Now come back to Australia and note the very recent use of the words “reckless, irresponsible and potentially dangerous” in a description of WikiLeaks and Julian by a senior Australian Attorney-General’s Department executive, coincidentally responsible for international crime and extradition matters. The use of that specific language suggests that there have been high level discussions between our government and the United States government about a possible prosecution under that section of the Espionage Act.

It doesn’t matter to our government – to Julian’s government, as an Australian citizen – that, as attorney Abbe Lowell said in the 2010 hearing before the Committee on the Judiciary House of Representatives about the Espionage Act and the legal and constitutional issues raised by WikiLeaks:

“if the Espionage Act were used to bring charges against WikiLeaks or its founder, Julian Assange, this too would be unprecedented because it would be applying to a non-government official, who had no confidentiality agreement, who did not steal the information, who did not sell or pay for the information involved, who was quite out front and not secretive about what he was doing, who gave the United States notice and asked if the government wanted to make redactions to protect any information, and in a context that can be argued to be newsgathering and dissemination protection by the First Amendment..”

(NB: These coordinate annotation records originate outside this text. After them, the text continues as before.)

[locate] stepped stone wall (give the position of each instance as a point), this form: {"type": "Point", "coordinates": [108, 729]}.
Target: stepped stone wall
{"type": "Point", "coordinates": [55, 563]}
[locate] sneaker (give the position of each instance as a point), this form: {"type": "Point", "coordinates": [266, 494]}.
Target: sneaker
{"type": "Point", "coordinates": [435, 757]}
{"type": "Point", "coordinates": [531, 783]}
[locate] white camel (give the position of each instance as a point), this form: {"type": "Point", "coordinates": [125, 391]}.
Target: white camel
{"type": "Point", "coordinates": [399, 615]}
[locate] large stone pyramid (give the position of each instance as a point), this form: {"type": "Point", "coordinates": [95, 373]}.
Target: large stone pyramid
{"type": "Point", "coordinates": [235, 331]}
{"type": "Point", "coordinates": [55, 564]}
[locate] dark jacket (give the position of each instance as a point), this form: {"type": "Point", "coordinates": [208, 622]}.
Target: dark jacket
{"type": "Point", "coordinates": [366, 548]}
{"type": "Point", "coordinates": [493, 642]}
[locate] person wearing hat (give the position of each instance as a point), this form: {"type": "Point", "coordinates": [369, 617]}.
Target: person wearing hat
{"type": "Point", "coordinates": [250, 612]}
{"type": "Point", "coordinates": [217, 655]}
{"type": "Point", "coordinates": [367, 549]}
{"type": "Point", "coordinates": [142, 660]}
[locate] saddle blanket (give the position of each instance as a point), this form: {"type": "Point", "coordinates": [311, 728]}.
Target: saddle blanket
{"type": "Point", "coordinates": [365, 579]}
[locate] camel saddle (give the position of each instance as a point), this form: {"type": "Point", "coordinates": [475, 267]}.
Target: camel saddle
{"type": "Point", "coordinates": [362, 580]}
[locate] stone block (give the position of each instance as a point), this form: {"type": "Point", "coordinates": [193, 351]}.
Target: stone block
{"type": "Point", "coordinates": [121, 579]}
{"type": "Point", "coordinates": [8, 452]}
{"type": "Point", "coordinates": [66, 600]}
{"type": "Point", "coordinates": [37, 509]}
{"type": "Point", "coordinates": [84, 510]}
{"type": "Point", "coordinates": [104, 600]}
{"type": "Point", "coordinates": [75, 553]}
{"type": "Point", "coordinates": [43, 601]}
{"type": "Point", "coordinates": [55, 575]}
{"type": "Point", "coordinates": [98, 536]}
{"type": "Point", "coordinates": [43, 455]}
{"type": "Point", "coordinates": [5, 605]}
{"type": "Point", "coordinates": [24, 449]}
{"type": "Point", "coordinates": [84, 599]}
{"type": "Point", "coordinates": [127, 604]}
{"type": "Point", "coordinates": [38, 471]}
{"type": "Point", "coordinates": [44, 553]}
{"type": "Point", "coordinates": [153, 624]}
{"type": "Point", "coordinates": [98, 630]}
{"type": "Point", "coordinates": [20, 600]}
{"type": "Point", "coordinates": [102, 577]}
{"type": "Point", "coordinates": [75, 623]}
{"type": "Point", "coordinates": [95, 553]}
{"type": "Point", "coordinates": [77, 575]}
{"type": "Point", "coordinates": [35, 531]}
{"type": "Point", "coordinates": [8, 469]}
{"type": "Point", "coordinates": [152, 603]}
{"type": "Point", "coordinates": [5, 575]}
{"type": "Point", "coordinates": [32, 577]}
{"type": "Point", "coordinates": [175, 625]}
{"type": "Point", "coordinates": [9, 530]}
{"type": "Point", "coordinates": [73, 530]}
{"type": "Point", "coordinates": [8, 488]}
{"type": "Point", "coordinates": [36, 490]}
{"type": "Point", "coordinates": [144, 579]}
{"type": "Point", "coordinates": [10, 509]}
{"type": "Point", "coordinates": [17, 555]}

And it doesn’t seem to matter to our government that no-one’s pointed to any actual harm caused by the Wikileaks disclosures, as distinct from mortifying embarrassment and disturbing political ‘inconvenience”, of which there was plenty. Former Secretary of Defense Robert Gates is on the record as having said:

“Now, I’ve heard the impact of these releases on our foreign policy described as a meltdown, as a game-changer, and so on. I think – I think those descriptions are fairly significantly overwrought. The fact is, governments deal with the United States because it’s in their interest, not because they like us, not because they trust us, and not because they believe we can keep secrets. Many governments – some governments deal with us because they fear us, some because they respect us, most because they need us. We are still essentially, as has been said before, the indispensable nation.

So other nations will continue to deal with us. They will continue to work with us. We will continue to share sensitive information with one another.

Is this embarrassing? Yes. Is it awkward? Yes. Consequences for U.S. foreign policy? I think fairly modest.

Well what is our government doing now? Why is our government standing by, in sychophantic obedience to our ‘oldest friend and closest ally’, while one of its citizens is hauled around the world, target Virginia, to face – at best – 10 years in some American gaol for doing something disobedient but inconsequential to the US, but of profound benefit to people the world over?

What comes next is ultimately our choice, and that means your choice too. If information is the currency of democracy then Julian Assange and his small team have made a significant deposit into the accounts of all global citizens, each and every one of us. It’s a debt we must all repay, even though they aren’t asking us to account or claiming any interest. If you value whatever freedoms we have, if you seek to preserve this ‘fragile democracy’ we all claim to cherish, then you must stand up, you must speak out, you must show your indignation that people who have put so much on the line to protect those things, should be vilified first, and then forsaken, by the very people we have chosen to represent us. All Australians must stand up and be heard in support of Julian and Wikileaks and the values they stand for.